Search code examples
rubystring-matchingdfa

Ruby Scalable String Match


I want to match a dictionary of strings to a dictionary of patterns very quickly.

I have 10000 inputs of length 255, and 10000 patterns of length 20. I need to match these strings very quickly and I need to know which patterns matched which inputs.
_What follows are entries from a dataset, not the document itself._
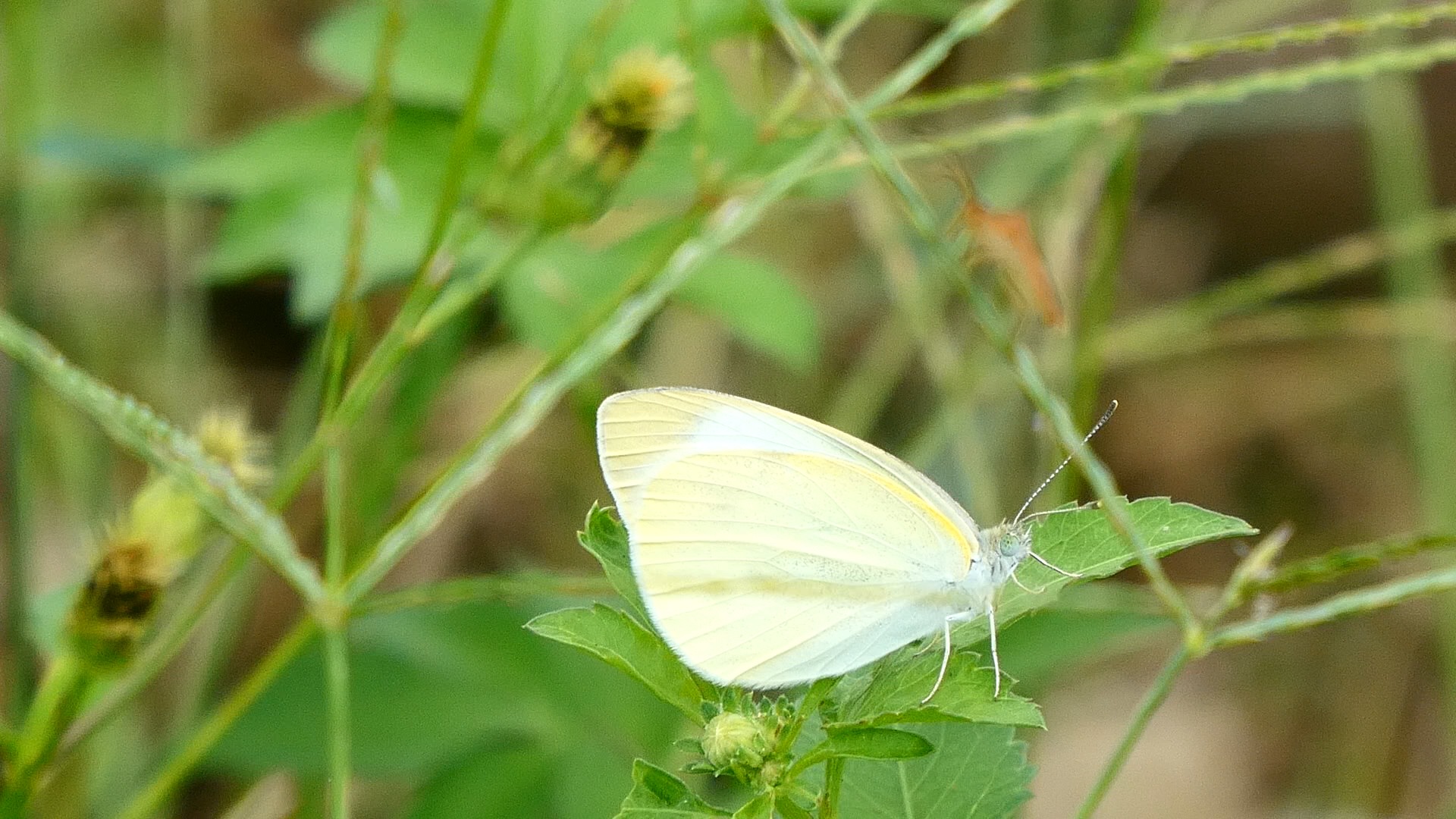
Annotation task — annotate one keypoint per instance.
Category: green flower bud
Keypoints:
(734, 741)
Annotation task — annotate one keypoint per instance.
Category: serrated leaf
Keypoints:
(890, 692)
(607, 541)
(658, 795)
(629, 646)
(1084, 541)
(871, 744)
(977, 771)
(756, 808)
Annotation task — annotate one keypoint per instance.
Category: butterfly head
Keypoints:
(1006, 545)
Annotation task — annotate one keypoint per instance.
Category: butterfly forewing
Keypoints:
(642, 430)
(767, 569)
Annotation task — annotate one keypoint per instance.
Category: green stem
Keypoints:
(792, 99)
(152, 799)
(55, 703)
(833, 781)
(1402, 188)
(1149, 706)
(1359, 601)
(731, 221)
(1338, 563)
(19, 34)
(1272, 80)
(187, 88)
(1401, 174)
(169, 450)
(1109, 241)
(485, 588)
(337, 656)
(1152, 60)
(1338, 260)
(430, 275)
(986, 315)
(520, 414)
(161, 648)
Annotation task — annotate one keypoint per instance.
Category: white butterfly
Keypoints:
(772, 550)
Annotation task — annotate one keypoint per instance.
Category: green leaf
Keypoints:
(607, 541)
(629, 646)
(169, 450)
(436, 687)
(1084, 541)
(871, 744)
(1049, 645)
(501, 781)
(564, 284)
(890, 692)
(977, 771)
(756, 808)
(658, 795)
(293, 186)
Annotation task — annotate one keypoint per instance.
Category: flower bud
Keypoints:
(644, 93)
(117, 602)
(734, 741)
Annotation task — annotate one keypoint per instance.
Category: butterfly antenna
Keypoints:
(1063, 465)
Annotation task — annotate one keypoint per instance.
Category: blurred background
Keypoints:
(1261, 280)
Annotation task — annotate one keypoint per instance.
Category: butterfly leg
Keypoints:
(946, 662)
(990, 626)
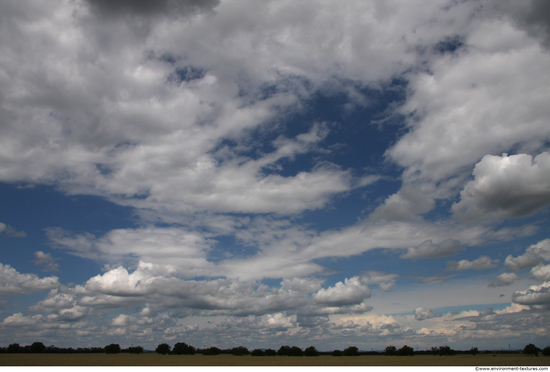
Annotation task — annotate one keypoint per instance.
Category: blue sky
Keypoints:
(271, 173)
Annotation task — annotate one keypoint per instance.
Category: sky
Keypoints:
(267, 173)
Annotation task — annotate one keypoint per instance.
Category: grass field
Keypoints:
(151, 359)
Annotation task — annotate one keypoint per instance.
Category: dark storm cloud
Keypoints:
(535, 19)
(115, 8)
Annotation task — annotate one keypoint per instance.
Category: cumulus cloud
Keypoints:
(533, 256)
(381, 278)
(46, 261)
(430, 250)
(506, 186)
(10, 231)
(504, 279)
(460, 111)
(167, 249)
(13, 283)
(481, 263)
(423, 313)
(350, 292)
(537, 296)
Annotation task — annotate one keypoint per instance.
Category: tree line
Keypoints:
(181, 348)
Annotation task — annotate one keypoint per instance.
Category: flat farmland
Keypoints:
(153, 359)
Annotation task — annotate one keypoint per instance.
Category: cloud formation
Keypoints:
(46, 261)
(13, 283)
(481, 263)
(534, 255)
(430, 250)
(10, 231)
(506, 186)
(504, 279)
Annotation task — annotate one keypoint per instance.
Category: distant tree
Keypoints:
(181, 348)
(531, 350)
(38, 347)
(211, 351)
(351, 351)
(163, 349)
(14, 348)
(284, 351)
(390, 350)
(406, 351)
(446, 350)
(112, 349)
(240, 351)
(311, 351)
(135, 349)
(270, 352)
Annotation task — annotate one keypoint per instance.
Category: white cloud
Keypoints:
(45, 259)
(10, 231)
(423, 313)
(466, 108)
(383, 279)
(533, 256)
(481, 263)
(430, 250)
(506, 186)
(536, 296)
(504, 279)
(351, 292)
(13, 283)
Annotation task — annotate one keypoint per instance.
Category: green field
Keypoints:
(152, 359)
My patterns need to support regular expression matching. Right now, I have everything in a mysql database and I'm using a regex call in mysql to do what I need. Ex:

patterns.each do |p|
  select * from inputs where inputs.value regex #{p}
end

but this will get slower and slower the more patterns I have. I also considered:

patterns.each do |p|
  inputs.grep(p)
end

but it has the same issue when I have too many patterns. I want to create a DFA in ruby and store it in memory (separate worker process) until it's needed, but I don't if there's any resources available for doing something like this.


Solution

  • If you don't need the matches, just union the regexps; then the speed is in C. Proof of concept:

    # prepwork:
    # make 676 two-letter patterns plus a digit
    patterns = ('a'..'z').flat_map { |x| ('a'..'z').map { |y| x + y + "\\d" } }
    # convert to regexp
    regexp = Regexp.union(patterns.map{ |pattern| /(#{pattern})/ })
    
    # matching:
    # match
    match = regexp.match("mu5")
    # find out which pattern was hit
    if match
      puts patterns[match.captures.find_index { |x| x }]
      # => mu\d
    end
    

    If you need to see which pattern was hit, you either can't use any capturing brackets, or you need to rewrite my example to use named captures instead of plain ones, which shouldn't be too hard.

    EDIT: If you don't need to see which pattern was hit, you can probably speed it up by removing the parentheses from the regexp, replacing /(#{pattern})/ with /#{pattern}/, so that matching does not need to create a huge array each time.